Automating birthday reminders?!

March 5, 2025

After I posted, The efficiency trap, I came across this a few days later on YouTube titled, “What I learned from automating everything“. Initially, I thought it was going to tell me about the unintended consequences of this thinking and a call to be more human and authentic.

Nope, it really was about automating everything like a cyborg would.

Hmm, really everything? I have a question. Do you have a soul? How do other people feel if they know find out how little you actually give them thought with this faux caring.
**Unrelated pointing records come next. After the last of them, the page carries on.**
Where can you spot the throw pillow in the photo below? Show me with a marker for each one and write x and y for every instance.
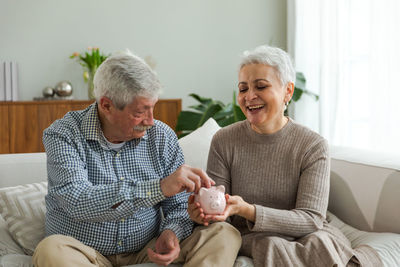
(196, 145)
(23, 209)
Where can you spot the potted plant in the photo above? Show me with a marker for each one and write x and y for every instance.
(90, 61)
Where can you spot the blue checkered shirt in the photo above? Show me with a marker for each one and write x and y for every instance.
(85, 181)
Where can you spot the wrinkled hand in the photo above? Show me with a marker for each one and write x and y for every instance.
(195, 211)
(167, 249)
(185, 178)
(234, 204)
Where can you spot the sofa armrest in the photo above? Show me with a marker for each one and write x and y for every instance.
(364, 189)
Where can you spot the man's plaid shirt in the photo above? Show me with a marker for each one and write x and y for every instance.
(86, 180)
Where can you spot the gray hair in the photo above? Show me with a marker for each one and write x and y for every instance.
(274, 57)
(124, 76)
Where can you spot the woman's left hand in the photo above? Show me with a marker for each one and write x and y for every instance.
(235, 205)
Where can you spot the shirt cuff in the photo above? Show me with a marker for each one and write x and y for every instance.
(179, 231)
(259, 219)
(150, 192)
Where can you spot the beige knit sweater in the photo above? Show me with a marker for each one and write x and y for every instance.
(286, 176)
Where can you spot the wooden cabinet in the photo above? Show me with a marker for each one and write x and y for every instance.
(22, 123)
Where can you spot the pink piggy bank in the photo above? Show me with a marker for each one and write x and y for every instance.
(212, 200)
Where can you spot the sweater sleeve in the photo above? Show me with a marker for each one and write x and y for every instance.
(311, 201)
(217, 164)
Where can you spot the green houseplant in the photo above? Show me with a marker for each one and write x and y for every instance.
(90, 61)
(225, 114)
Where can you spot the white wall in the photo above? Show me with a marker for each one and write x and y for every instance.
(195, 44)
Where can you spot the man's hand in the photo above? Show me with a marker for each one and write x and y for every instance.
(185, 178)
(195, 211)
(167, 249)
(235, 205)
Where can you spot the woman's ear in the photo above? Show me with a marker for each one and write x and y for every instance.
(289, 90)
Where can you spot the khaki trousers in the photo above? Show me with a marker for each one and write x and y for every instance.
(215, 245)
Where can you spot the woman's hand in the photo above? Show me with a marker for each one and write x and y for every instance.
(195, 211)
(235, 205)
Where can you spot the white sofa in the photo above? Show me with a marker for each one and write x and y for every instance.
(364, 195)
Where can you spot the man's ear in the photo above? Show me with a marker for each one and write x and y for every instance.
(289, 90)
(105, 104)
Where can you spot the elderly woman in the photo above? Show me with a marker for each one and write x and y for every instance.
(276, 173)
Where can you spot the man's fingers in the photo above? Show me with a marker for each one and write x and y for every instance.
(205, 179)
(191, 199)
(160, 259)
(196, 181)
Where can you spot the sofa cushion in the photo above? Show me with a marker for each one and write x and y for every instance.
(16, 260)
(22, 168)
(387, 245)
(23, 209)
(196, 145)
(7, 244)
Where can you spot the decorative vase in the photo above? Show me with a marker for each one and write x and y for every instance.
(91, 73)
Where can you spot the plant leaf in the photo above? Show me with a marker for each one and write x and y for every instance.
(211, 110)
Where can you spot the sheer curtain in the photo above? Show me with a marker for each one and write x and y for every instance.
(349, 51)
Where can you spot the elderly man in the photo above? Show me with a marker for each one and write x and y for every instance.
(111, 169)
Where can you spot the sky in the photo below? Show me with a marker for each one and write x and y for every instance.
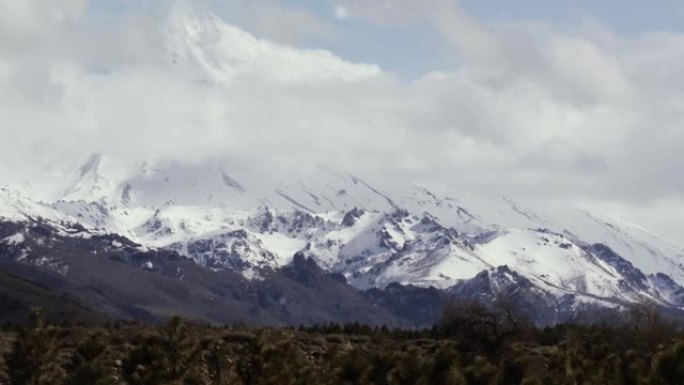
(578, 101)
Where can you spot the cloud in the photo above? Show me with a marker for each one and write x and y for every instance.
(25, 20)
(567, 114)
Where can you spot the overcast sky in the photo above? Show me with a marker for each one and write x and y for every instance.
(579, 101)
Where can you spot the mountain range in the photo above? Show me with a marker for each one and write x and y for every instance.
(226, 241)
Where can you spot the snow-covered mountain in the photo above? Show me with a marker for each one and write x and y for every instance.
(238, 220)
(227, 215)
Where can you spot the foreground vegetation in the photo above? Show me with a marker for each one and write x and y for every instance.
(472, 346)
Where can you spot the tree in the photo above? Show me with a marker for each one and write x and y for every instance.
(91, 364)
(34, 359)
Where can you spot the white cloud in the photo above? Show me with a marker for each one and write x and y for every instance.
(566, 115)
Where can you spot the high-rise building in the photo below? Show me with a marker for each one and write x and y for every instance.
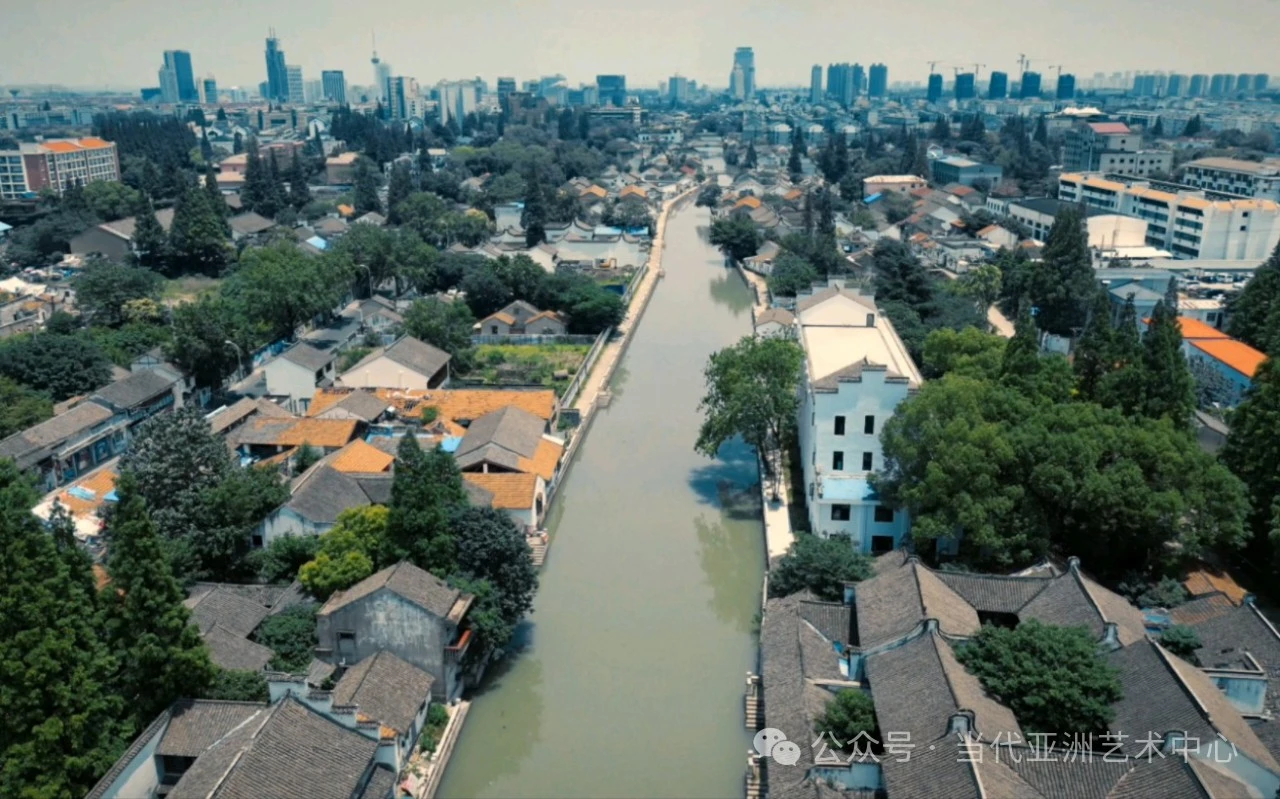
(1029, 86)
(744, 58)
(997, 87)
(878, 83)
(1065, 86)
(296, 91)
(935, 91)
(613, 88)
(277, 74)
(334, 83)
(178, 62)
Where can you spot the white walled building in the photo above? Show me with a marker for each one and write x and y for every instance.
(1191, 224)
(856, 373)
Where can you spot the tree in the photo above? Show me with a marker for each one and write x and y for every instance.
(366, 188)
(1063, 286)
(1169, 389)
(62, 717)
(103, 288)
(21, 407)
(447, 325)
(819, 565)
(291, 634)
(300, 193)
(752, 392)
(1180, 640)
(160, 653)
(59, 365)
(197, 237)
(1253, 453)
(398, 188)
(150, 240)
(1052, 679)
(736, 236)
(791, 274)
(238, 686)
(426, 487)
(849, 715)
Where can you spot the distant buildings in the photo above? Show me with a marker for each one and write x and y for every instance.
(334, 86)
(743, 77)
(55, 164)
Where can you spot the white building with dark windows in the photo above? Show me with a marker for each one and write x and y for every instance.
(856, 373)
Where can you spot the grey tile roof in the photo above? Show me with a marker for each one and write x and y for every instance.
(197, 724)
(387, 689)
(233, 652)
(407, 580)
(225, 608)
(136, 388)
(307, 356)
(287, 752)
(511, 429)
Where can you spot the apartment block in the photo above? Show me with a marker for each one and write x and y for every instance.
(856, 373)
(1258, 179)
(56, 164)
(1189, 223)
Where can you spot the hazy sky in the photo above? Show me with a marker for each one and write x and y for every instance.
(119, 44)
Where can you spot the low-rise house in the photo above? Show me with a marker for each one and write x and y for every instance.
(407, 364)
(521, 319)
(406, 611)
(297, 373)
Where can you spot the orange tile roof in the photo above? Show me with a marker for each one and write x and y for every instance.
(1237, 355)
(511, 491)
(544, 461)
(361, 457)
(1208, 580)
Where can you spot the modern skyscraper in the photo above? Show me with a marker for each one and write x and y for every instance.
(613, 88)
(997, 88)
(293, 81)
(277, 76)
(932, 94)
(745, 58)
(334, 86)
(1029, 86)
(878, 83)
(1065, 86)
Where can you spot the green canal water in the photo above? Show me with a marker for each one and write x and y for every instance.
(630, 680)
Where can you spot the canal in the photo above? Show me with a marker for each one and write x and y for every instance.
(630, 681)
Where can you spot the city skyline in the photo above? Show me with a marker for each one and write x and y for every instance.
(786, 41)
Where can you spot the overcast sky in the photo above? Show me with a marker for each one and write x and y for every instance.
(119, 44)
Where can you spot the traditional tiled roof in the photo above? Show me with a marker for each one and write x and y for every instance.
(403, 579)
(385, 689)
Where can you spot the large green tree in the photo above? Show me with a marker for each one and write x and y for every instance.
(1054, 679)
(752, 392)
(149, 628)
(62, 715)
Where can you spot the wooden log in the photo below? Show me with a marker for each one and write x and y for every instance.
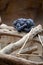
(25, 50)
(19, 43)
(41, 43)
(9, 59)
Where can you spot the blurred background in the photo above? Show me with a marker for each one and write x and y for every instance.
(14, 9)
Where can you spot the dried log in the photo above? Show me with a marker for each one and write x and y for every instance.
(41, 43)
(9, 59)
(25, 50)
(19, 43)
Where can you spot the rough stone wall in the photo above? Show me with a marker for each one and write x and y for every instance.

As many in the comments point out, automated birthday reminders was the breaking point. Marketers figured out awhile ago people don’t appreciate that. Inbox noise destined for the electronic trash bin.

Here’s the deal:

When you try to apply a concept to all the things and go too far, in this case, efficiency as your marker for success, you end up failing at connecting with actual people. Sure, you might fool some people and get your “networking” skills on, but it’ll be an inch deep and a mile wide.

It’s also another case of getting a little too excited about your gadgetry and not the actual effects.

And if your nonprofit or in your daily life fail to connect, or worse, people see the ugliness behind these types of attempts, then well, you’d be better off to not do anything at all. There’s a reason why going out of your way to see someone face to face or a handwritten letter go deeper and spark a positive reaction.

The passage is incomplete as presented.